There’s a slightly ergonomic foible with a utility storage gulley blocked by the parking brake girdle when it’s in the ‘release’ position. This is likely a compromise of the left- to right-hand drive conversion assembly.

Does it drive like a Fiesta?

For years, Volkswagen’s Polo has been the most popular South African compact hatchback. But when Ford still marketed the Fiesta through its local dealer network, people who valued a ‘big car’ driving experience in a compact hatchback chose Fiesta.

The Puma is essentially a Fiesta with a third more ground clearance. And that’s very handy for South African driving conditions where pothole strike survivability and dirt road drivability, rely on enhanced ground clearance to prevent vehicle damage.

It’s built on the current seventh-generation Fiesta platform. And as with the previous generation Fiestas, dynamic excellence comes free of charge.

Puma – must agile, right?

Equipped with sensible tyres instead of low-profiles, the Puma copes better across the diversity of road surfaces South Africa provides than most of its rivals. The suspension configuration is true to its Fiesta legacy, absorbing surface imperfections and tracking with stability across even the most undermaintained tar roads.

Mid-corner balance is what you’d expect from a crossover based on the Fiesta platform, with predictable balance and very balanced lateral control. One wishes to avoid the ridiculously literal interpretation of car names, but Pumas are agile and this Ford is a crossover true to its naming convention.

Why does the Puma’s resolved dynamics matter, if you aren’t the kind of driver who tries to clip the apex of every corner when the opportunity presents on a Cape or Mpumalanga mountain pass? All that suspension balance and mid-corner stability matters a lot if you ever have to make an emergency steering intervention at highway speeds to avoid a collision.
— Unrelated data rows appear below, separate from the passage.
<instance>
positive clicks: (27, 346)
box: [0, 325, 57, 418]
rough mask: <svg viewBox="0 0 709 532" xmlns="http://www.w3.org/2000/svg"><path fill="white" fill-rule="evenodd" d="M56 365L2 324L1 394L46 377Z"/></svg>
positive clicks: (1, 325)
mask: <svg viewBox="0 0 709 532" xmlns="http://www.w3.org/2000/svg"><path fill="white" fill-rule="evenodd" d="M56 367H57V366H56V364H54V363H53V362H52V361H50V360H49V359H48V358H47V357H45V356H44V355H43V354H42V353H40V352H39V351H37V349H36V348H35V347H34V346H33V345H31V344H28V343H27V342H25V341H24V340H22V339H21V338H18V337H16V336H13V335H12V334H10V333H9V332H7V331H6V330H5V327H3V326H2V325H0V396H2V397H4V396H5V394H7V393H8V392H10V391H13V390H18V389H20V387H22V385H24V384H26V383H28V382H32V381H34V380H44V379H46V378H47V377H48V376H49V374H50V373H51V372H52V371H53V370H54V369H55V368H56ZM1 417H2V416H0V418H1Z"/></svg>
Small engine – lot of litres….

The 1-litre EcoBoost engine can be heavy on fuel and has a strange relationship with the 7-speed dual-clutch gearbox.

Ford’s logic with this powertrain is simple: the small capacity engine is designed to be emissions compliant for strict European markets, and because it needs so much boost to overcome the power limitations of its size, a rapidly shifting dual-clutch transmission is required, keeping the engine on-boost.

The 92kW and 170Nm of engine output are credible, and the Puma has fair performance on-boost. But if you hesitate at a juncture or pull away, the moment you reengage, there’s either some lag or a lot of boost surge, which limits throttle response smoothness or lags. Ford’s 1.5-litre powertrain would undoubtedly be a better application for the Puma.

Fuel consumption? Ford claims an average consumption of 5.2l/100km, but we averaged just over 7l/100km during testing. That increase in real-world consumption is not unusual and typical of small-capacity turbocharged engines, but yes, it’s a lot heavier than you’d assume for a 1-litre engine.

Buyers must consider total powertrain energy availability, not traditional swept capacity, when rationalising the fuel-consumption-to-performance ratio of Ford’s 1-litre turbopetrol.

Not priced like a Fiesta

There’s an authentic legacy of driving dynamics with a crossover vehicle built on the Fiesta platform. And despite its slightly hyperactive powertrain and thirsty fuel consumption, the Puma is a compact crossover that will never fatigue you on an eight-hour journey from Gauteng to the coast.

But its ride quality and cornering stability do come at a price. When you tabulate the standard equipment, engine performance, and trim, the pricing is adventurous.

The Puma Titanium starts at R570 400, with 17-inch wheels and an 8-inch touchscreen infotainment system. Upgrade to the ST Vignale, and you get 18-inch wheels, a 12.3-inch infotainment screen, sports suspension, a powered tailgate, and lane-keeping assistance with departure warning; all for R614 400.

This ‘Fiesta’ crossover is a great driver’s car, but it’s priced at a very significant premium to its rivals. If you loved the Fiesta, you’ll understand why it matters.